The Dog That Nino Didn’t Have
Written by: Edward Van De Vendel Illustrated by: Anton Van Hertbruggen Translated by: Laura Watkinson
Published by: Eerdmans Books for Young Readers, 2015
Book borrowed from the Jurong West Public Library. Book photos taken by me.
Occasionally, you come across a book so delightfully complex and layered, and so beautifully made that you just want to hug the book close to you – this is one such book. I originally learned about this picturebook from Carrie Gelson and I knew that this is exactly the kind of book that would speak to me.
As the reader gets to know Nino and the dog that he didn’t have –
– the reader also gets drawn to Nino’s surroundings, his seemingly-transient and makeshift home, and the fact that he seems largely unsupervised and slovenly, with an environment that seems bleak and deserted. As Nino shares adventures with the dog that he does not have, the reader also gets introduced to the father that he has, but appears to not have anymore, as he calls on the phone “from a country far, far away.”
The special thing about this dog is that only Nino can see him. The dog that Nino doesn’t have also likes the taste of tears and salty water.

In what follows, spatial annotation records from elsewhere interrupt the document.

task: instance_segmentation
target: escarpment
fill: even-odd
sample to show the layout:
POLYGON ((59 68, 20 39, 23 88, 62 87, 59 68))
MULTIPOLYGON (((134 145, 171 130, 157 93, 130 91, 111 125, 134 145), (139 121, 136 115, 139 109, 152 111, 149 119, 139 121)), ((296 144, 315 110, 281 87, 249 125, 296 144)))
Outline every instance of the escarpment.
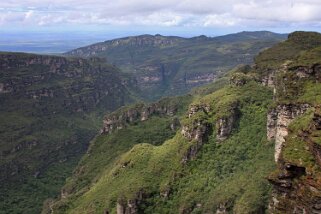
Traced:
POLYGON ((303 115, 311 106, 309 104, 279 105, 270 110, 267 119, 267 138, 275 141, 274 158, 277 162, 282 145, 288 135, 289 124, 298 116, 303 115))
POLYGON ((0 53, 4 212, 39 213, 85 153, 102 112, 133 102, 135 85, 98 58, 0 53))
POLYGON ((211 83, 238 64, 252 63, 253 56, 262 49, 285 39, 281 34, 261 37, 262 34, 241 32, 201 39, 140 35, 100 42, 66 55, 106 58, 123 71, 134 74, 145 96, 155 100, 211 83))
MULTIPOLYGON (((123 129, 127 125, 145 121, 152 116, 172 117, 181 110, 184 103, 178 103, 174 99, 164 98, 152 104, 135 104, 132 107, 124 107, 108 114, 103 121, 103 128, 100 133, 112 133, 115 130, 123 129)), ((174 118, 171 128, 176 130, 180 126, 178 118, 174 118)))
POLYGON ((277 161, 269 176, 269 211, 321 213, 321 36, 297 32, 276 49, 288 50, 288 43, 298 51, 273 69, 275 107, 267 116, 267 138, 275 141, 277 161))
POLYGON ((272 213, 321 212, 319 112, 318 108, 309 113, 311 117, 306 117, 312 119, 298 132, 293 128, 290 130, 291 140, 285 142, 281 151, 278 170, 269 177, 274 186, 270 204, 272 213))

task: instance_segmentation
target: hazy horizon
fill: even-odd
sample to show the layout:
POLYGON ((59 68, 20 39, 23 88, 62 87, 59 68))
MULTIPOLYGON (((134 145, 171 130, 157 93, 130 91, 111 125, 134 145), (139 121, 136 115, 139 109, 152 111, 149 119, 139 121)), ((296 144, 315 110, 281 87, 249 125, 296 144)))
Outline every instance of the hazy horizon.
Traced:
POLYGON ((320 32, 320 10, 319 0, 10 0, 0 2, 0 51, 60 53, 141 34, 320 32))

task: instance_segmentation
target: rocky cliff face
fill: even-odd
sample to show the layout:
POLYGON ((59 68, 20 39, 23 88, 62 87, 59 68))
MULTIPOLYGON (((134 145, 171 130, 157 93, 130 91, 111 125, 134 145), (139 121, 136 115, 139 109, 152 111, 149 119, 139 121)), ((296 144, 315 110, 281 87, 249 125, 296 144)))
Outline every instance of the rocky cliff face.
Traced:
POLYGON ((66 55, 104 57, 134 74, 147 98, 157 99, 210 83, 238 64, 251 63, 261 49, 283 39, 284 35, 261 32, 189 39, 141 35, 93 44, 66 55))
MULTIPOLYGON (((0 53, 0 207, 4 212, 10 213, 12 200, 19 200, 16 212, 23 207, 21 212, 39 213, 39 201, 23 201, 32 200, 30 194, 51 197, 63 181, 46 177, 50 191, 45 193, 41 187, 30 193, 28 185, 44 179, 54 164, 70 173, 72 159, 86 151, 97 132, 94 121, 100 120, 101 111, 133 101, 130 90, 135 84, 97 58, 0 53)), ((60 179, 67 176, 61 174, 60 179)))
MULTIPOLYGON (((103 128, 101 129, 100 133, 112 133, 115 130, 125 128, 129 124, 145 121, 152 116, 171 117, 177 113, 178 109, 179 104, 166 102, 166 99, 150 105, 136 104, 133 107, 121 108, 105 117, 103 120, 103 128)), ((180 123, 177 121, 177 118, 173 119, 171 128, 177 129, 179 125, 180 123)))
POLYGON ((308 108, 310 108, 309 104, 288 104, 279 105, 269 112, 267 118, 267 138, 268 140, 275 140, 274 158, 276 162, 280 158, 282 145, 288 136, 289 124, 298 116, 303 115, 308 108))
POLYGON ((274 186, 270 204, 272 213, 321 213, 321 150, 316 142, 320 138, 320 118, 319 113, 314 113, 308 130, 291 135, 291 138, 296 137, 306 143, 306 152, 311 156, 315 168, 281 156, 278 171, 270 176, 269 180, 274 186))
POLYGON ((296 49, 288 58, 280 55, 283 61, 263 66, 273 71, 262 83, 274 88, 276 106, 267 117, 267 138, 275 140, 278 165, 269 177, 271 213, 321 213, 320 45, 320 34, 296 32, 259 57, 265 59, 262 66, 275 50, 296 49))

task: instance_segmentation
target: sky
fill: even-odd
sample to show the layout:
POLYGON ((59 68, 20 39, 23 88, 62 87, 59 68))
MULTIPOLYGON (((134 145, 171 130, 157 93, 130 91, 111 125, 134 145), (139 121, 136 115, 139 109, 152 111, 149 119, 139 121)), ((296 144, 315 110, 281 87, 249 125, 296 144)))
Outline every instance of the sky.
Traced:
POLYGON ((0 50, 64 51, 139 34, 321 32, 320 11, 321 0, 0 0, 0 50))
POLYGON ((321 29, 321 0, 1 0, 2 31, 321 29))

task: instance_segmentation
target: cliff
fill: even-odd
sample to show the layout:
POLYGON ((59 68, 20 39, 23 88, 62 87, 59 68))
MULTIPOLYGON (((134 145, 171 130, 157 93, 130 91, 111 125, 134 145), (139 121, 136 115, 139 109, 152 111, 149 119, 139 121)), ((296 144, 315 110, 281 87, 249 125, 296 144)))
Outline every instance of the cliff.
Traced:
POLYGON ((319 213, 320 46, 295 32, 192 96, 108 114, 51 213, 319 213))
POLYGON ((257 53, 285 38, 271 32, 213 38, 141 35, 93 44, 66 55, 106 58, 134 74, 144 97, 156 100, 211 83, 236 65, 252 63, 257 53))
POLYGON ((320 46, 320 34, 295 32, 256 59, 262 83, 274 90, 267 118, 267 138, 275 142, 278 165, 269 177, 271 213, 321 212, 320 46))
POLYGON ((135 84, 97 58, 0 53, 4 212, 38 213, 86 151, 102 112, 134 101, 135 84))

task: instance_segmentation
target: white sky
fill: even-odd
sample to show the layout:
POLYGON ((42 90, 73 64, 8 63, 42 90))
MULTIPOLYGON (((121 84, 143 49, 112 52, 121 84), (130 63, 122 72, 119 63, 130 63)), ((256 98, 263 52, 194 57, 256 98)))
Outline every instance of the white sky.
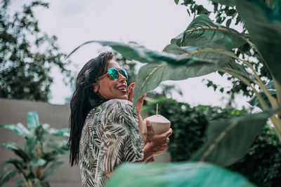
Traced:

Told with amazing subtlety and with such stark, bold, almost-surreal illustrations, the reader is left to extrapolate on Nino’s life circumstances and stay with Nino as he feels the sense of loss, isolation, and the redemptive power of imagination.
The Most Wonderful Thing In The World
Written by: Vivian French Illustrated by: Angela Barrett
Published by: Walker Books, 2015
Book borrowed from Jurong West Public Library. Book photos taken by me.
This picturebook fits into both our fairytale and CYBILS theme quite beautifully and I am glad to have found it in our library. The story begins with:
Once, in the time of your grandmother’s grandmother, there was a kingdom.
Similar to most modern fairytales, the King and Queen are concerned about the Princess’ future and wish to find her a husband who would be deserving of her love. They sent a letter to Wise Old Angelo, presumably the wisest man in the kingdom, who told them that if they can find a “young man who can show you the most wonderful thing in the world” they have found their man.
As the King and Queen are busy interviewing suitors and potential candidates and being shown the most wonderful things in the world by various men from around the globe, Princess Lucia was exploring the city along with Salvatore, Angelo’s grandson, who just happened to be at the right place at the right time.
The illustrations in this picturebook are exquisite – reminiscent of Edmund Dulac‘s and Kay Nielsen’s delicate artwork – each gilt-edged, framed image is a sight to behold. The amazing thing about this book is that while the story is predictable, Vivian French and Angela Barrett managed to breathe fresh, new life into a story as familiar as the one your grandmama may have grown up with – and transforming it to an enchanting tale that young children can resonate with – yet retaining its classical vibe:
Exactly what the most wonderful thing in the world is, you will have to find out for yourself.